Et si écrire, c’était donner matière à la voix ?
Dans sa chronique « Entre les lignes », Sophie Souchard, journaliste à La Croix, explore cette quinzaine les relations entre oralité et écriture. Elle s’interroge sur la nécessité de dépasser l’opposition traditionnelle entre ces deux modes d’expression, souvent perçus comme antagonistes.

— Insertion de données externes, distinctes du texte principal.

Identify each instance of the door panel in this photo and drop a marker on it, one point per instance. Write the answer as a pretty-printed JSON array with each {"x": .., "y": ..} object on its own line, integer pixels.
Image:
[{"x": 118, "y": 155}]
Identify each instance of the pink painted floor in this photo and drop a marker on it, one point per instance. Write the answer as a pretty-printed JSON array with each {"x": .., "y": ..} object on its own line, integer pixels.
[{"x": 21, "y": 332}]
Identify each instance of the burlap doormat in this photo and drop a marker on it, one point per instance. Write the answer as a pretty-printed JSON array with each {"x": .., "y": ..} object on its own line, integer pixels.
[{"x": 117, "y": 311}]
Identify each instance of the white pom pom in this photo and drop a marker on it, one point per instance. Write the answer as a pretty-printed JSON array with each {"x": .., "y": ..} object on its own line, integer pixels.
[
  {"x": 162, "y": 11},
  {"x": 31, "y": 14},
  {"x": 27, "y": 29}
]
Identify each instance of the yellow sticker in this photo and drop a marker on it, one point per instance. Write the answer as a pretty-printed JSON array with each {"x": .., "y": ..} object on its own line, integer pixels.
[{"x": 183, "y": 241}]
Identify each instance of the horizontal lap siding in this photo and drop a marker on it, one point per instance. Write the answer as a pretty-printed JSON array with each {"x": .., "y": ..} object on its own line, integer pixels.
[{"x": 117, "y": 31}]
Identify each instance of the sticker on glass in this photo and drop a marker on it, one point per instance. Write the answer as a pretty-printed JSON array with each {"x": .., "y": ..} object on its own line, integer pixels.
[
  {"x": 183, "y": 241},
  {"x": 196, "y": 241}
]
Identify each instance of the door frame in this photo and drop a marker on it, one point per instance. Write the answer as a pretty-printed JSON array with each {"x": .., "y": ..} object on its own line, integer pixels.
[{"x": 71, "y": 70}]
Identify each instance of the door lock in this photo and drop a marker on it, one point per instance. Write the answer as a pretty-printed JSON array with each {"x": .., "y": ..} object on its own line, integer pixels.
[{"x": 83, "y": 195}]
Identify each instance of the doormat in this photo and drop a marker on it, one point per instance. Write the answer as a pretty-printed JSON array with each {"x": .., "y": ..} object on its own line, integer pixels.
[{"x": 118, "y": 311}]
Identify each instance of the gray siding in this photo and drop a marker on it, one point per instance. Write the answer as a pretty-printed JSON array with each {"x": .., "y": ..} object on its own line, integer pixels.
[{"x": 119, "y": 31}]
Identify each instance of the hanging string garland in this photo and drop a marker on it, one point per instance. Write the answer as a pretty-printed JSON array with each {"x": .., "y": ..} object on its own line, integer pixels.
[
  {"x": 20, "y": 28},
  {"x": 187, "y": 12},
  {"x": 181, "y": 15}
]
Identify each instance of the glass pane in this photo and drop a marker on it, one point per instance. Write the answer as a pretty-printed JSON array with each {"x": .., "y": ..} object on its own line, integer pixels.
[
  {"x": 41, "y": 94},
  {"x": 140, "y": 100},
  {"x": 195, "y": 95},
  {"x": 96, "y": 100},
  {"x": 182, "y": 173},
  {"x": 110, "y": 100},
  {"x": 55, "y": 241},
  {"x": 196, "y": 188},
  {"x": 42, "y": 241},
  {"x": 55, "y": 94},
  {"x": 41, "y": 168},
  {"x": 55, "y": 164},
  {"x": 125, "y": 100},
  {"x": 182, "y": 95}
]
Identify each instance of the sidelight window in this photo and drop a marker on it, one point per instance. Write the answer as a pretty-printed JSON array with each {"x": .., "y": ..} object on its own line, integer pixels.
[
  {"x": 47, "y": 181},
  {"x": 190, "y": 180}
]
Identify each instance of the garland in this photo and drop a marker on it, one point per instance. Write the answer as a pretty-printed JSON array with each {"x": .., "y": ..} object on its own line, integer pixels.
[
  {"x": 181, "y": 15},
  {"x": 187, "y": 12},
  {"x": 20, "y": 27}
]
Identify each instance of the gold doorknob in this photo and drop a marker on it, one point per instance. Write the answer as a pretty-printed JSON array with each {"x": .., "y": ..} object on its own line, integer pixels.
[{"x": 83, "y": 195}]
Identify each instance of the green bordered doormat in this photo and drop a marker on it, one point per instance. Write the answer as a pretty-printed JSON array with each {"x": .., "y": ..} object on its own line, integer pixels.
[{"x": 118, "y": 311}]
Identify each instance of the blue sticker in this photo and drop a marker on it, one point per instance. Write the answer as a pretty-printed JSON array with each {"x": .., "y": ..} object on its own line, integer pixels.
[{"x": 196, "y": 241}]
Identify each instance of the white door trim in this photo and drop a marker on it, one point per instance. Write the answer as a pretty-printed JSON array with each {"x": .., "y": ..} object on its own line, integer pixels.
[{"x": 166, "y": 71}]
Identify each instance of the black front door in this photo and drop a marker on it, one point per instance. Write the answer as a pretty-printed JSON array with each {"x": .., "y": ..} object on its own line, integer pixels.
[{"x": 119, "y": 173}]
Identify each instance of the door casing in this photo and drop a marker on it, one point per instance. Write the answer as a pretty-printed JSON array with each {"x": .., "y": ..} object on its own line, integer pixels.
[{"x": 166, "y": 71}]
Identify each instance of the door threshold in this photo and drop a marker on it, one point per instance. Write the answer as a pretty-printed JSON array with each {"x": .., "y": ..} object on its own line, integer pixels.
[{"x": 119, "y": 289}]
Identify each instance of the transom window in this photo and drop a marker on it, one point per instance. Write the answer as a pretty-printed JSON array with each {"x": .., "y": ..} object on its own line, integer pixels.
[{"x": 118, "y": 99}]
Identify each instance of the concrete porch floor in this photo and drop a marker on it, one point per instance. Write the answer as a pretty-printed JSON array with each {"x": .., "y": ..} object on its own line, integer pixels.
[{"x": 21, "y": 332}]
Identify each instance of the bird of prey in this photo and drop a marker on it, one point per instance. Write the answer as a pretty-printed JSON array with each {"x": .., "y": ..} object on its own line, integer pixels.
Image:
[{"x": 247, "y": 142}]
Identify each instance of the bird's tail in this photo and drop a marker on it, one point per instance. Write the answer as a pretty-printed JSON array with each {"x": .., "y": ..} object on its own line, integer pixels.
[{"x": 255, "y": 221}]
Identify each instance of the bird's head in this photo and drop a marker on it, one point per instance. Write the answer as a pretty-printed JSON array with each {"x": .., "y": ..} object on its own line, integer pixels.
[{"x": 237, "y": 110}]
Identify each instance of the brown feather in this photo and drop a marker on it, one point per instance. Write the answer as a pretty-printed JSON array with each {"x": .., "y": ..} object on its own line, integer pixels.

L’écriture, longtemps considérée comme un moyen de figer la pensée, pourrait également être vue comme une extension de la voix. Souchard souligne que l’oralité, avec sa richesse et sa fluidité, peut nourrir l’écriture, tout comme l’écrit peut offrir une structure à la parole. Cette réflexion s’inscrit dans un contexte où les modes de communication évoluent rapidement, influencés par les nouvelles technologies et les réseaux sociaux.
Selon une étude récente de l’INSEE, près de 80 % des Français estiment que la maîtrise de l’écrit est essentielle dans leur vie professionnelle. Pourtant, l’oralité reste un vecteur de communication privilégié dans de nombreux contextes, que ce soit dans les échanges informels ou dans les discours publics. Cette dualité pose la question de l’importance de valoriser les compétences orales tout autant que les compétences écrites.
En encourageant chacun à participer à ce dialogue, Souchard ouvre la voie à une réflexion collective sur le langage, invitant à redéfinir les frontières entre l’oral et l’écrit. Cette approche pourrait contribuer à enrichir les pratiques de communication dans notre société contemporaine.